The dance has always been with us, even before the arrival of written

language and modern history, when our earliest cultures evolved to make

use of oral and performance methods to pass the stories from one

generation to the next. Many historians believe that social, celebratory and

ritual dances are one of the essential factors of the development of early

human civilizations. Dance, like all forms of cultural expression, reflects

the society in which it exists and it also provided a form of social

affirmation and a means of expressing national or tribal loyalty and power,

and it was a part of religious ritual, providing a direct means of

communicating with the spirits, just like Ethnic dances found among the

ethnolinguistic groups scattered all over the Philippine islands.

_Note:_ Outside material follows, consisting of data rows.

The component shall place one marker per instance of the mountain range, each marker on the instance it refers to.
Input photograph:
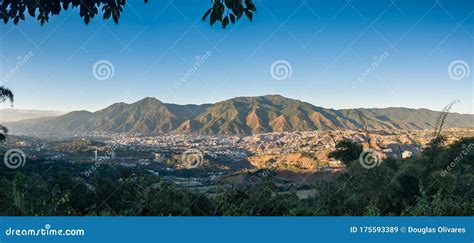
(12, 115)
(237, 116)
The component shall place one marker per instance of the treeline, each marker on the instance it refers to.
(436, 182)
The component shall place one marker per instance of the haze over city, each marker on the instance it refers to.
(339, 55)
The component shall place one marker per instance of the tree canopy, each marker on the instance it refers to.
(222, 11)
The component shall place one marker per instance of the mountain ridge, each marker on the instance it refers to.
(236, 116)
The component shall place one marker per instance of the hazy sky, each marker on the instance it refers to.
(341, 55)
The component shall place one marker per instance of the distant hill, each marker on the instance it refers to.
(12, 115)
(237, 116)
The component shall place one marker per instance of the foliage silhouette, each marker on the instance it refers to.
(222, 11)
(5, 94)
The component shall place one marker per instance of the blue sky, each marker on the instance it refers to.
(342, 55)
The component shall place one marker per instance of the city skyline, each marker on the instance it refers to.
(333, 55)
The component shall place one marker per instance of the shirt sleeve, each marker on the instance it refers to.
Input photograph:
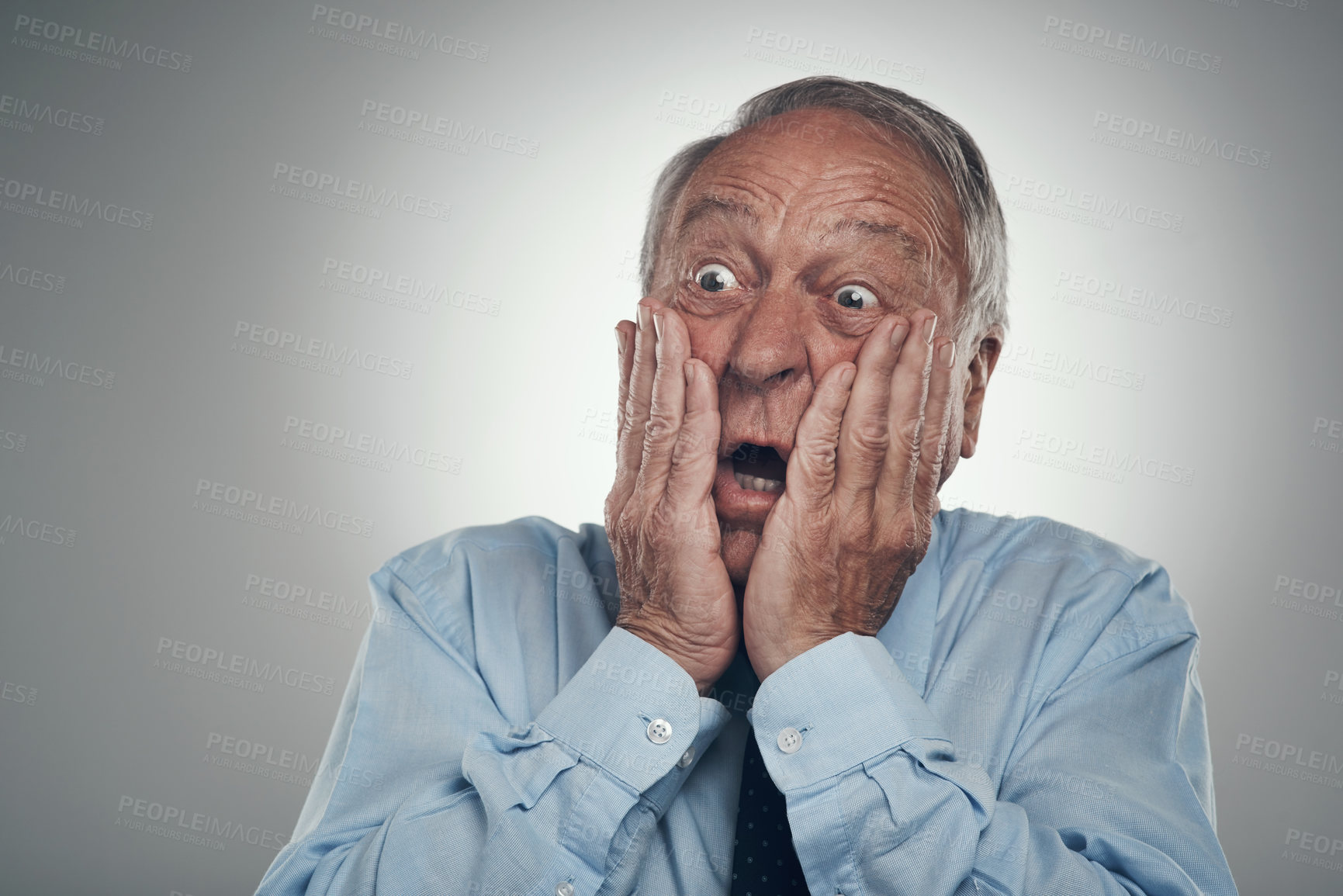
(426, 787)
(1108, 789)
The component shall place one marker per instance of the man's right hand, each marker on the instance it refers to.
(659, 516)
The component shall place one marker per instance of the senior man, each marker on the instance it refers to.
(781, 668)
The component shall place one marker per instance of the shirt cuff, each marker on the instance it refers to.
(607, 712)
(848, 701)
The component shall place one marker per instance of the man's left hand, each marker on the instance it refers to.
(860, 495)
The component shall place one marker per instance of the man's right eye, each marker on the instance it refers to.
(715, 278)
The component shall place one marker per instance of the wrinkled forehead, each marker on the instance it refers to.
(819, 170)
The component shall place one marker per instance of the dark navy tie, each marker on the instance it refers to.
(763, 860)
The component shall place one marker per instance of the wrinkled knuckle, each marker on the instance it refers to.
(819, 455)
(659, 430)
(872, 435)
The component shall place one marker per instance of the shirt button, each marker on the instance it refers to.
(659, 732)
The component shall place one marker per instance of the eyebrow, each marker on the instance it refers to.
(716, 207)
(909, 245)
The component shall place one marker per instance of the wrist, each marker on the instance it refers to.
(700, 672)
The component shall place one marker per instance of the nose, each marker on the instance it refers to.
(768, 350)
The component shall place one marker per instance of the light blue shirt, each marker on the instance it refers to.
(1028, 721)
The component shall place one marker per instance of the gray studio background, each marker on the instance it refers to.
(257, 335)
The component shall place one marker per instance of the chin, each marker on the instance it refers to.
(739, 548)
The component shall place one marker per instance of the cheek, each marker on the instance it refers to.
(709, 341)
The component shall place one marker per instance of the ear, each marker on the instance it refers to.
(981, 368)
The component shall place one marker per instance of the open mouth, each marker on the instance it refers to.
(758, 468)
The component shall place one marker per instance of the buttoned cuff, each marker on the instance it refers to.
(633, 711)
(834, 707)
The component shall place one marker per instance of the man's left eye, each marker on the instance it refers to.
(857, 297)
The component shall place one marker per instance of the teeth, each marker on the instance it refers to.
(758, 484)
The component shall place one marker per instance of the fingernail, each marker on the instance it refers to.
(898, 334)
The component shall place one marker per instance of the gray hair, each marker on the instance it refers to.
(944, 143)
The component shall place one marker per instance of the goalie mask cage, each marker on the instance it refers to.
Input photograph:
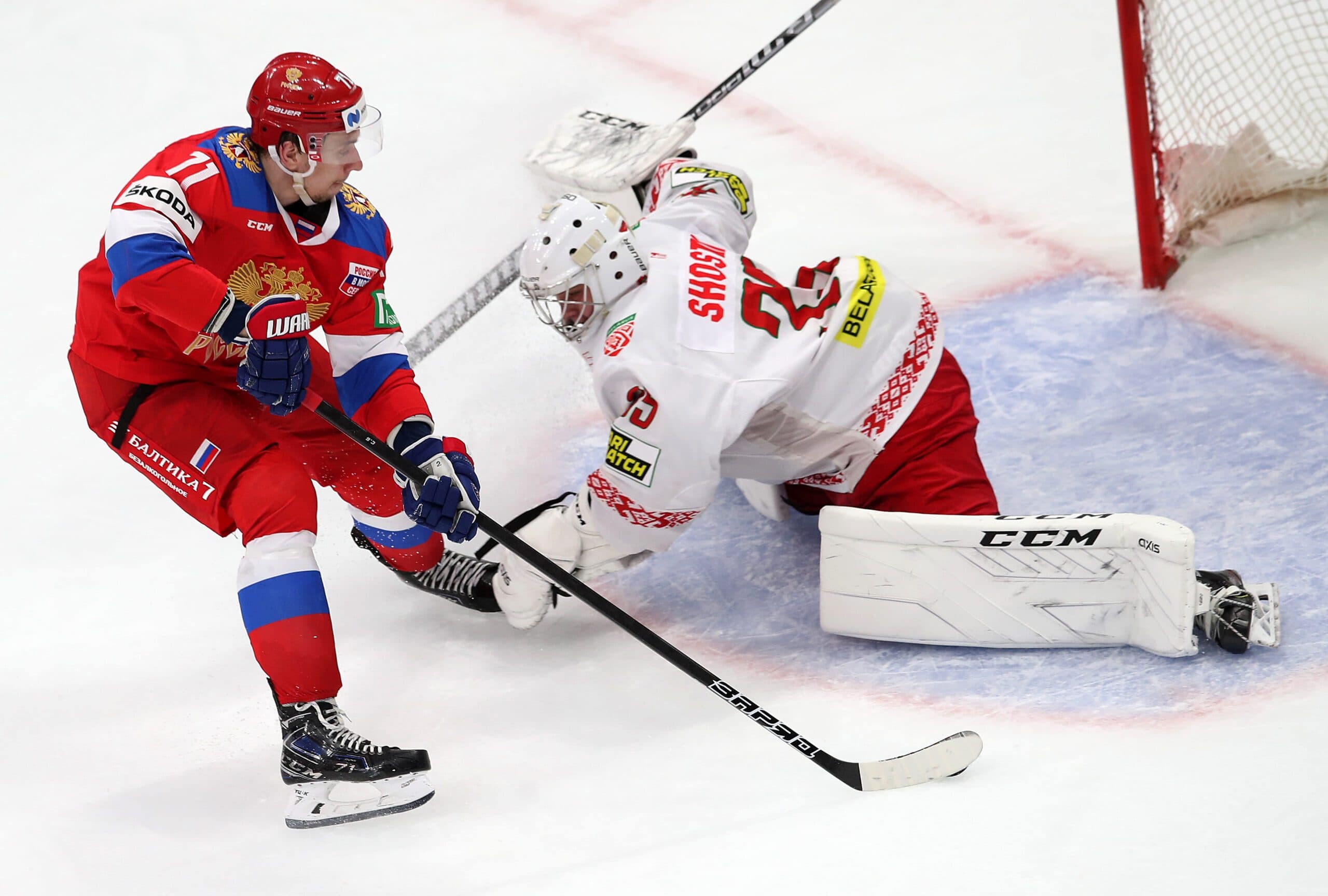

These

dances, which are integral to the community’s way of life, are: the ritual

dances, which connect the material world to the spiritual; the lifecycle

dances, which celebrate an individual’s birth, baptism, courtship, wedding,

and demise; and the occupational dances, which transform defense and

livelihood activities to celebratory performances. Also rituals support the

spiritual and social life of the indigenous Filipinos, closely adapt to nature,

believing in the spirits that keep their environment fruitful and their selves

alive, the ethnic Filipinos authorized these rites “always with instrumental

music, chanting, and often dancing” as part of communal life cycles, but

they also serve as a popular medium of dramatic expression and

entertainment that reflects the people’s nature, culture and aspirations.